Cependant, contrairement aux autres jours, son portefeuille, au lieu de rester gentiment en place, s'accrocha dans l'une des neuf clefs, fut tiré avec elles de sa poche et tomba sur le trottoir. Il fallut un moment, pendant lequel Yves fit quatre pas, avant que cette entorse aux conventions ne fasse son chemin dans son cerveau plus conçu pour l'addition que pour la gestion d'événements. Enfin, des signaux d'alarme s'y allumèrent. Il avait échappé son portefeuille!

Yves se retourna en fronçant les sourcils, pressé de récupérer l'objet fautif. Il découvrit alors qu’un inconnu s’était déjà chargé de ramasser le portefeuille. L’homme étant vêtu d'un complet fort correct, valant au bas mot onze cent dollars, Yves présuma qu’il s’agissait de l’un des discrets habitants du quartier et qu’il avait récupéré le portefeuille par serviable réflexe, dans l’intention de le rendre à son propriétaire.

— Merci, lança donc Yves en tendant la main vers son bien, je l’ai laissé tomber on dirait!

L’inconnu eu un geste de recul, ramenant le portefeuille dix centimètres en arrière, contre sa poitrine, comme pour le protéger. L’inquiétude gratta timidement à la porte de l’esprit du comptable. Qu’est-ce que c’était que ce comportement?

— Pardonnez-moi, répondit l’inconnu, mais vous n’auriez pas un emploi à m’offrir?

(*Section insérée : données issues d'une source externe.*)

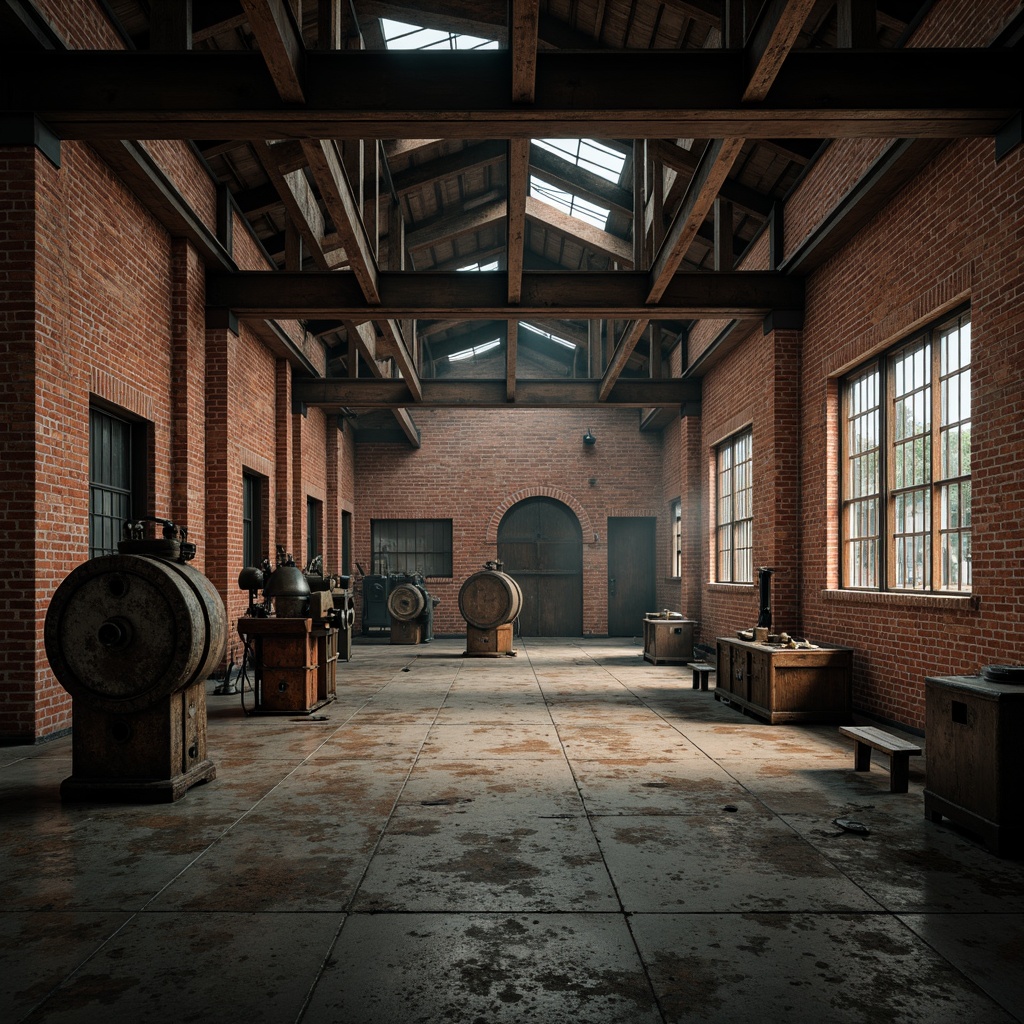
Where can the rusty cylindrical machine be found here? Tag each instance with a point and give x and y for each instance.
(133, 637)
(412, 609)
(489, 598)
(491, 602)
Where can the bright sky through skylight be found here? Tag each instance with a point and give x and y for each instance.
(398, 36)
(468, 353)
(549, 335)
(493, 265)
(572, 205)
(588, 154)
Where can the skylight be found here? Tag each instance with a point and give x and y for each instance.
(399, 36)
(468, 353)
(551, 337)
(574, 206)
(493, 265)
(588, 154)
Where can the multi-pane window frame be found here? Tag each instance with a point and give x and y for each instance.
(314, 528)
(905, 478)
(676, 525)
(412, 546)
(117, 475)
(253, 489)
(734, 509)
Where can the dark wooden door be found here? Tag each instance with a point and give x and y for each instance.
(541, 544)
(631, 573)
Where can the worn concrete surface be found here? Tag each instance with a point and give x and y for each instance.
(569, 835)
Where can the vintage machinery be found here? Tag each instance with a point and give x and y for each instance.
(133, 638)
(489, 601)
(291, 636)
(412, 609)
(376, 591)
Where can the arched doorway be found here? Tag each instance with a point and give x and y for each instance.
(541, 544)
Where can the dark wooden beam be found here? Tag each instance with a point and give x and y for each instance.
(621, 295)
(334, 394)
(625, 94)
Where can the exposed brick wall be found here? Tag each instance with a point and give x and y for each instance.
(473, 462)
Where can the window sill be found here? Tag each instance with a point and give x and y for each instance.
(904, 599)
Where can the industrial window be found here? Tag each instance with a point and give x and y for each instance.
(253, 551)
(116, 478)
(906, 464)
(422, 546)
(400, 36)
(314, 521)
(592, 156)
(676, 516)
(734, 518)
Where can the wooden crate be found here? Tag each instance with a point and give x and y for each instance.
(402, 632)
(780, 684)
(488, 642)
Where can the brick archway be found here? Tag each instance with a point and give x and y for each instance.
(557, 494)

Yves fronça les sourcils. À d’autres, le demande aurait pu paraître naïve ou puérile. Son propre champ d’expertise consistant à assainir des budgets en réduisant la masse salariale, cette requête lui sembla tout simplement grossière. Il observa plus attentivement son vis-à-vis et, malgré ses vêtements de bon aloi, il remarqua chez lui une touche d’excentricité mystique, matérialisée par son épingle à cravate en or frappée des douze symboles du zodiaque. Voilà qui expliquait le comportement étrange de l’inconnu. On pouvait s’attendre à tout de la part de gens crédules orientant leur vie selon les diktats d'un système astronomique fautif et de prédictions volontairement vagues composées grâce au détournement d'algorithmes mathématiques!

— Non, je suis désolé, je suis comptable, pas recruteur, répondit Yves. Pourrais-je récupérer mon portefeuille?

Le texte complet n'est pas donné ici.